Manila From the Roof

I’m back in Beijing, fresh from a week long training in Manila.  It was an excellent training, and well worth the week.  There was not, unfortunately, much time to go out and explore the city as I had hoped.  One evening, after a long day in a conference room, I sat on the rooftop patio and watched the sun go down.  Part of me wanted to go out and roam the city with the last bit of the day, but I was just as content to sit and watch from a distance.

Writing this blog has taught me a few things about the nature of travel, in particular the way in which you approach travel if you expect to be writing about your experiences.  There are times when I catch myself trying to hard to understand the place that I am visiting.  Sitting on the roof and on the steps in front of the hotel did not get me much view of the city, but it was relaxing and I had a great time.  I should probably take time to relax more often.

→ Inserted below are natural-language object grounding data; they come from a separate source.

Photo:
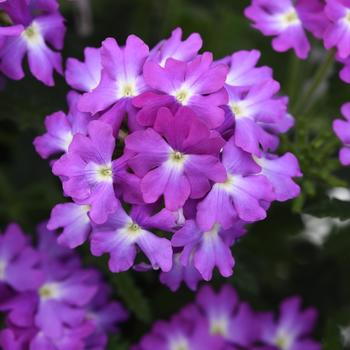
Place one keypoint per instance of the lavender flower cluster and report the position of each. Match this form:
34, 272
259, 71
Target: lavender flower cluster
168, 152
220, 321
34, 28
288, 21
48, 299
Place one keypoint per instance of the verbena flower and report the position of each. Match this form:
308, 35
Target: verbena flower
60, 129
55, 304
43, 29
168, 133
292, 328
177, 158
287, 20
122, 234
337, 32
225, 322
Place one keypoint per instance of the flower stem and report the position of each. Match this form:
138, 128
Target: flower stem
307, 99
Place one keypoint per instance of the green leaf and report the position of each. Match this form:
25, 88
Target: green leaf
333, 208
132, 296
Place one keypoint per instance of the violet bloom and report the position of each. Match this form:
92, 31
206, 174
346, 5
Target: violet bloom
243, 72
292, 329
240, 196
104, 314
178, 334
286, 21
175, 48
74, 220
84, 76
208, 249
43, 25
60, 129
122, 234
338, 31
178, 273
227, 316
179, 166
18, 261
121, 80
342, 130
87, 170
280, 172
197, 84
249, 112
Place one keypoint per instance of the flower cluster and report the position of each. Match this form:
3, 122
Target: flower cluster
288, 21
48, 299
167, 152
33, 28
222, 322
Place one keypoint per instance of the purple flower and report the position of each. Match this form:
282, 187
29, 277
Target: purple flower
179, 166
342, 130
175, 48
104, 315
280, 172
227, 317
292, 329
43, 25
337, 33
250, 112
178, 273
243, 72
87, 170
74, 220
122, 234
240, 196
207, 248
121, 80
18, 261
84, 76
178, 334
286, 20
197, 84
61, 128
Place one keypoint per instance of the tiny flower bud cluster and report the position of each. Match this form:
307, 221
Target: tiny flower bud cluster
48, 300
33, 28
169, 153
222, 322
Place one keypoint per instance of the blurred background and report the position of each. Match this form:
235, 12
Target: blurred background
302, 248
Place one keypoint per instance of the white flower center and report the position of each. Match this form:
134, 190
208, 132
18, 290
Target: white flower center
238, 110
48, 291
283, 340
219, 326
177, 160
213, 232
127, 89
105, 173
227, 185
182, 95
2, 270
32, 35
290, 18
67, 140
179, 344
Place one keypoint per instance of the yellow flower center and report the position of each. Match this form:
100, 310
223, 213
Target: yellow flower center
48, 291
32, 34
291, 17
182, 95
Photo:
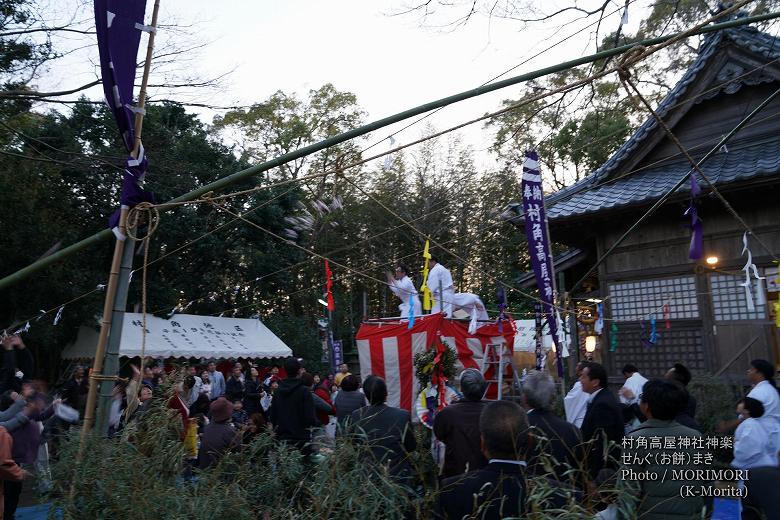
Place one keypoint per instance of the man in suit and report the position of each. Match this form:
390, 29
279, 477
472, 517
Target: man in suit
457, 426
497, 490
387, 430
553, 440
603, 421
661, 499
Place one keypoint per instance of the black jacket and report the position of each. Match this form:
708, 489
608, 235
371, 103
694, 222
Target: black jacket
292, 412
217, 438
603, 421
389, 432
498, 489
234, 390
252, 396
457, 426
555, 438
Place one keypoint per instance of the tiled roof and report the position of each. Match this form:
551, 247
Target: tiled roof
737, 164
596, 192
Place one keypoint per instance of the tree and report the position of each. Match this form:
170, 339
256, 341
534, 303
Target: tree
577, 131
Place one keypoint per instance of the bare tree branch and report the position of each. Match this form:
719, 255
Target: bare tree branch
34, 94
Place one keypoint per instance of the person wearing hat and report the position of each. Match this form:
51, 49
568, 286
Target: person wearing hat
457, 426
219, 435
292, 409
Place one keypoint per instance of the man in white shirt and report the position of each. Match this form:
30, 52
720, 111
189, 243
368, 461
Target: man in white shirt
761, 375
404, 289
755, 442
440, 284
576, 401
195, 392
632, 388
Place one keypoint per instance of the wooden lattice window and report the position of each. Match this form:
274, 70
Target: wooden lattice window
638, 300
729, 302
676, 345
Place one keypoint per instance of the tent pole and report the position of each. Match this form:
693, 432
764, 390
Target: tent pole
114, 338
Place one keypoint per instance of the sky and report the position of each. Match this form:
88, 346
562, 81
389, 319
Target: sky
390, 62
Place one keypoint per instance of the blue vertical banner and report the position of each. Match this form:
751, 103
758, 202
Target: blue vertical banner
336, 355
538, 337
539, 245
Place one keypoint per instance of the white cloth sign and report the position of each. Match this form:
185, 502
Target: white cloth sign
635, 383
187, 335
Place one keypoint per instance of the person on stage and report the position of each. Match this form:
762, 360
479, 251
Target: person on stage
403, 287
440, 284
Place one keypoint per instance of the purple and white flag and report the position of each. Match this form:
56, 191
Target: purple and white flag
696, 250
539, 245
119, 24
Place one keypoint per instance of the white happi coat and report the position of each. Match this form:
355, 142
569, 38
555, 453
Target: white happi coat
767, 394
635, 384
576, 404
756, 443
472, 304
439, 276
404, 289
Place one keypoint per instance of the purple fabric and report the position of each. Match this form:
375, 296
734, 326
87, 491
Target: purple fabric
501, 300
696, 250
118, 47
538, 336
132, 193
539, 244
118, 39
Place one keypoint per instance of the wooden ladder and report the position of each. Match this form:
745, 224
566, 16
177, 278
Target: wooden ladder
495, 362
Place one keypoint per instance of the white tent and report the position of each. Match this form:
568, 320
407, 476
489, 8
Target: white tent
187, 335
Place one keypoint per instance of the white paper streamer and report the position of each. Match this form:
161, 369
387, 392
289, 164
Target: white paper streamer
59, 315
747, 284
388, 159
146, 28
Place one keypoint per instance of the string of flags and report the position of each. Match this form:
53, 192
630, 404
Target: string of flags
427, 299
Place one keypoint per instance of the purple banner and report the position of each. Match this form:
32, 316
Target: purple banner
119, 24
539, 245
538, 337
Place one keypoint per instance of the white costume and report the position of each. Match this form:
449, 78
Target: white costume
576, 404
404, 289
471, 304
756, 443
635, 384
767, 394
440, 277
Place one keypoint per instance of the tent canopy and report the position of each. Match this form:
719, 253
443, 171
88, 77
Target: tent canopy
187, 335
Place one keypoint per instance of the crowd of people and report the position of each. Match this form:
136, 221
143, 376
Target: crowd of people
602, 441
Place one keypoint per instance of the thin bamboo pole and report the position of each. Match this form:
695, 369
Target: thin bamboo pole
366, 129
108, 305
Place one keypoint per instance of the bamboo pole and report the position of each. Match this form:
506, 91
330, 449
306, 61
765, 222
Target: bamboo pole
371, 127
108, 305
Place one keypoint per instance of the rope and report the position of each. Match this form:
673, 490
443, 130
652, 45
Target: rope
149, 214
625, 79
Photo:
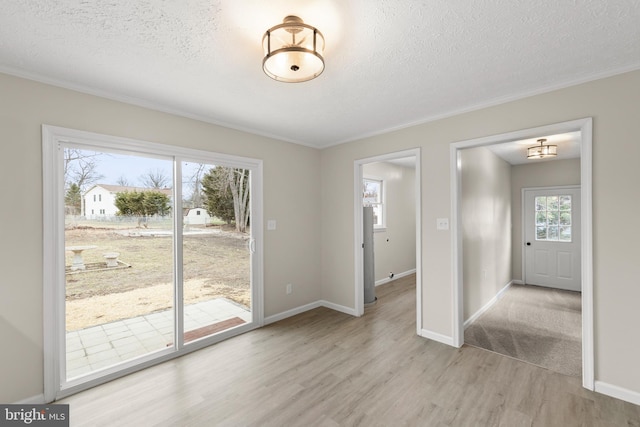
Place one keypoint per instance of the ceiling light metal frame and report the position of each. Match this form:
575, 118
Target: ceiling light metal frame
293, 51
542, 151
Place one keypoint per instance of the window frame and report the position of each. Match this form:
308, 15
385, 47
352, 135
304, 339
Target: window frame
382, 224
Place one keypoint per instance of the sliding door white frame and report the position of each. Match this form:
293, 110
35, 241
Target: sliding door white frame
53, 139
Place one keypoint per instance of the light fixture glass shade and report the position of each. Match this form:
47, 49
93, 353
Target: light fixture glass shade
293, 51
542, 151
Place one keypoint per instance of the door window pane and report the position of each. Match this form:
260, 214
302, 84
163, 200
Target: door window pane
553, 218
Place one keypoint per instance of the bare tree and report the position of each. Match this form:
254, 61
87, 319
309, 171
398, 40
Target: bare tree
196, 184
239, 184
155, 179
81, 168
124, 181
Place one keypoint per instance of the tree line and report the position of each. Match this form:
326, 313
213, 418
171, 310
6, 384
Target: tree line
222, 191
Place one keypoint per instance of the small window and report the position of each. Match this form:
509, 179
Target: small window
373, 196
553, 218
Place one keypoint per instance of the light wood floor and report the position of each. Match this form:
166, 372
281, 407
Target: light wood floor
324, 368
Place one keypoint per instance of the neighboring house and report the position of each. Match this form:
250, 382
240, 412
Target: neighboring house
197, 216
99, 201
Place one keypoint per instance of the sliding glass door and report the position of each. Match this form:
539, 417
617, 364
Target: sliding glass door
149, 253
216, 249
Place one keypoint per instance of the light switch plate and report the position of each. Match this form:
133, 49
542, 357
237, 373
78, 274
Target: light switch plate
442, 223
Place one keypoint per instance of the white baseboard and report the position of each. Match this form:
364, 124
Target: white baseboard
338, 307
618, 392
437, 337
488, 305
307, 307
292, 312
38, 399
395, 276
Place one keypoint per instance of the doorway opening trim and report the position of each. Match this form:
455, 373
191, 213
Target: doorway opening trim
358, 235
585, 126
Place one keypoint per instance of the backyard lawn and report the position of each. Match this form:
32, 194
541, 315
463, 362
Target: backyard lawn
216, 265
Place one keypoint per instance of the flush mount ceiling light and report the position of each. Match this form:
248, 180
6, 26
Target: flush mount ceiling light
542, 151
293, 51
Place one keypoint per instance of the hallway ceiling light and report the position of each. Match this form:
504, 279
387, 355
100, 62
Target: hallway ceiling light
542, 151
293, 51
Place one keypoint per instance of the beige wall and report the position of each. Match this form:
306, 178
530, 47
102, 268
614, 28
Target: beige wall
613, 104
543, 174
291, 173
395, 247
485, 215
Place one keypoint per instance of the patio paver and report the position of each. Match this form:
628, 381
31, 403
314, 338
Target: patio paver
104, 345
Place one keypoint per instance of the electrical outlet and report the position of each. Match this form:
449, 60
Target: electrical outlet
442, 224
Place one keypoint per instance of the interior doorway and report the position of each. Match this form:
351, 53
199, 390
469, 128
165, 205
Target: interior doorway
584, 126
383, 173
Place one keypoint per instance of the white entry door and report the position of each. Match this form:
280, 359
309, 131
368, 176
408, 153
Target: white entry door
552, 237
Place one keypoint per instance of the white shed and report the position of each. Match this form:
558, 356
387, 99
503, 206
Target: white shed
197, 216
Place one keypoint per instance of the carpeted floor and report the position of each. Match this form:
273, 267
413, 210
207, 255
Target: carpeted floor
538, 325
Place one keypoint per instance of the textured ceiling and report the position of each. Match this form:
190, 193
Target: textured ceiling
389, 64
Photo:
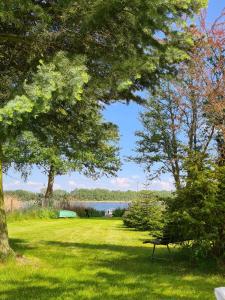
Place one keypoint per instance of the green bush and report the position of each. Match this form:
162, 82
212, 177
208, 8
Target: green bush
32, 213
87, 212
145, 214
198, 210
118, 212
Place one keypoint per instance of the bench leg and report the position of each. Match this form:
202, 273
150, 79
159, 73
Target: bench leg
153, 251
168, 249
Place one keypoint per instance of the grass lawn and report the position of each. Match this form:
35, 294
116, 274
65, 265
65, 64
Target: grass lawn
97, 259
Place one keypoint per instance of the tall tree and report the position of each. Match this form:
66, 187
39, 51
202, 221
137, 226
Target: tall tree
119, 39
174, 126
36, 100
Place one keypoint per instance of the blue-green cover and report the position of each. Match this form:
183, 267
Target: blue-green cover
67, 214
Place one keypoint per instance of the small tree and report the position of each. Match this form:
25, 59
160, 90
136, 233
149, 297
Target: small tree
145, 213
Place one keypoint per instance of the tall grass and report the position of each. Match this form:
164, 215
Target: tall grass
32, 213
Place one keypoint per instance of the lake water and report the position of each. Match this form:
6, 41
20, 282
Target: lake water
101, 205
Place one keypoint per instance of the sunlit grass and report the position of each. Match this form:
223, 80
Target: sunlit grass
97, 259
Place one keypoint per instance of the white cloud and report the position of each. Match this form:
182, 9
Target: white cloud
135, 177
72, 183
34, 184
121, 182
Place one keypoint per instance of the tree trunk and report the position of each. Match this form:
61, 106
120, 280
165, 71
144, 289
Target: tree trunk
49, 191
5, 250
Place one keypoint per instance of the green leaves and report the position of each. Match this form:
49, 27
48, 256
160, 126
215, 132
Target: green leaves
63, 76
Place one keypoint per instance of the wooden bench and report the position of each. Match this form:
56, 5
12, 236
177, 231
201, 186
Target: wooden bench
165, 241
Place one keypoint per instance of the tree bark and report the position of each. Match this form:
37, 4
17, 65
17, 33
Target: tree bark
5, 250
49, 190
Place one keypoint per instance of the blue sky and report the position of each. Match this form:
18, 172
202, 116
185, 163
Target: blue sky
131, 176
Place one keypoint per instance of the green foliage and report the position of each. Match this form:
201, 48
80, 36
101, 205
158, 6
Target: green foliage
22, 195
118, 212
198, 210
145, 214
32, 213
87, 212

Everyone told me that the Philippines was incredibly dangerous and that I was going to be abducted and similar such stories.  In reality, I had no sense that that Manila was any more dangerous than parts of Brooklyn.  Sure, if you go around with a fancy camera and point it at the wrong people, it may very well get you into a sticky spot, but this is universal.  Everyone that I encountered was friendly, and I saw far more smiling faces here than I typically do in Beijing.  I am sure that I will return some day.  I suspect that Manila and I were made for one another.  Warm weather, great food, slight sense of danger, and the greatest disparity between rich and poor that I have ever seen.  It is a writers dreamland, though it seems that pulling out a pen and paper falls in the category of things you probably shouldn’t do.  I stayed in a first rate hotel, was served day a night, and on the ground right behind the hotel was one of the filthiest slums that I have ever seen, sitting direct on a river of garbage.  A land of volcanoes, tropical flora and fauna, and corruption like you would not believe.  Some day, I will return.